Introduction
The web.xml
now supports a number of context-param[s]
which allow you to control the value of the AssertionConsumerService URLs used by atacama-java
.
Typical examples of situations where you might wish to use this is where you are using a load balancer to receive the request, or the service is behind some form of proxy.

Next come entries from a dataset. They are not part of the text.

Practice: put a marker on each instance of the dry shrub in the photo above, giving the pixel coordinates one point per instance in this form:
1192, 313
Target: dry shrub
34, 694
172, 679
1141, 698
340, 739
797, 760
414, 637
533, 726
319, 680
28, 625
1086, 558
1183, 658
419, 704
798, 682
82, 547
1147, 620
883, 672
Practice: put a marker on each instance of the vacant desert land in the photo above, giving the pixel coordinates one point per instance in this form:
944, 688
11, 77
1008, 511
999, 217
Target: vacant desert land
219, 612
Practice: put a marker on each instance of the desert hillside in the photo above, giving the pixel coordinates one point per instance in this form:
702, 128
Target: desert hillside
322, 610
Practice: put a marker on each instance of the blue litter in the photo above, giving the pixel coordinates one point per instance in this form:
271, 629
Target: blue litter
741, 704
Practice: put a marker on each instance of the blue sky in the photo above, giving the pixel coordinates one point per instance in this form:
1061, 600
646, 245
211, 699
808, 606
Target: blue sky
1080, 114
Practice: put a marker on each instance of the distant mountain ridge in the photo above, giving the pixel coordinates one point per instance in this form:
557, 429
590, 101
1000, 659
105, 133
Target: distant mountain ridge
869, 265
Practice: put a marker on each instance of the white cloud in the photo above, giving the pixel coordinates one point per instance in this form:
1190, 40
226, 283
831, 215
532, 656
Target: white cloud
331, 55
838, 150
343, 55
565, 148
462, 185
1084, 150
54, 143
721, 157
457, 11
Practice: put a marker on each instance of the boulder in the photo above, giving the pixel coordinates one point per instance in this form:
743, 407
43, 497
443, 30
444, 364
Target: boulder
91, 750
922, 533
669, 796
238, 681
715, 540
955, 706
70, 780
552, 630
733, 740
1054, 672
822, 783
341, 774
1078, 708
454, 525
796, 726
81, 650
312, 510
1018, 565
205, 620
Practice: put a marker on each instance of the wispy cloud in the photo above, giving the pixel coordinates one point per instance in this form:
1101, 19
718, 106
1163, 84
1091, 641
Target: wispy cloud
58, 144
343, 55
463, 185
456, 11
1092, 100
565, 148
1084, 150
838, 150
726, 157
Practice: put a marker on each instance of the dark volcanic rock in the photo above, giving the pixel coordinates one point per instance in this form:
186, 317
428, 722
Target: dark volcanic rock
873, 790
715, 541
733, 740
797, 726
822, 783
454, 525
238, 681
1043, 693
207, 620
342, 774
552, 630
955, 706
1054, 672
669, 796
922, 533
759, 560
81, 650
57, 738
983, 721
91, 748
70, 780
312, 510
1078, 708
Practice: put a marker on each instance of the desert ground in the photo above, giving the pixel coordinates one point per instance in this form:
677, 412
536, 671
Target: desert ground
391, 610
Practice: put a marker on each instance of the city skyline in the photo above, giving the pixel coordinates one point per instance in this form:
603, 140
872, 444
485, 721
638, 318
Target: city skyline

This would result in problems with requests being re-written to the web server (rather than the load balancer) unless you set context parameters shown below. There is an example at the end of the page.
Context parameters
Use canonical hostname
Directive: OA_USE_CANONICAL_HOSTNAME
Value: True|False
Default: True
Description: When set to true the ServerModule will attempt to obtain the canonical hostname via DNS. When set to false the hostname will be obtained from the HOST header value contained in the client request.
(Will be overridden by OA_OVERRIDE_HOSTNAME
if set)
E.g:
<context-param> <param-name>OA_USE_CANONICAL_HOSTNAME</param-name> <param-value>false</param-value> </context-param>
Override hostname
Directive: OA_OVERRIDE_HOSTNAME
Value: text, e.g: overridden.com
Default: none
Description: When specified this value will be used as the hostname.
E.g:
<context-param> <param-name>OA_OVERRIDE_HOSTNAME</param-name> <param-value>overriden.com</param-value> </context-param>
Override schema
Directive: OA_OVERRIDE_SCHEME
Value: http|https
Default: none
Description: When specified this value will be used as the schema.
(The default port for the given schema will be applied unless the OA_OVERRIDE_PORT
has been specified)
E.g:
<context-param> <param-name>OA_OVERRIDE_SCHEME</param-name> <param-value>http</param-value> </context-param>
Override port
Directive: OA_OVERRIDE_PORT
Value: An integer between 1 and 65535
Default: none
Description: When specified this value will be used as the port.
E.g:
<context-param> <param-name>OA_OVERRIDE_PORT</param-name> <param-value>8080</param-value> </context-param>
Example use case
These directives are useful when Service Providers wish to run atacama-java behind a load balancer or proxy.
- The user makes a request to https://sp.example.com/oa/auth/rcv
- This request is handled by the load balancer which passes the request to one of the back end servers. This will normally result in the request being rewritten to the web server (e.g. http://10.0.0.1:8080/oa/auth/rcv). The change of host, port and schema will cause the response obtained from the users identity provider to be discarded.
This can be fixed by adding the following to the web.xml:
<context-param> <param-name>OA_OVERRIDE_HOSTNAME</param-name> <param-value>sp.example.com</param-value> </context-param> <context-param> <param-name>OA_OVERRIDE_SCHEME</param-name> <param-value>https</param-value> </context-param>
We don't need to override the port in this case because the default https port (443) will be assumed based on the schema override.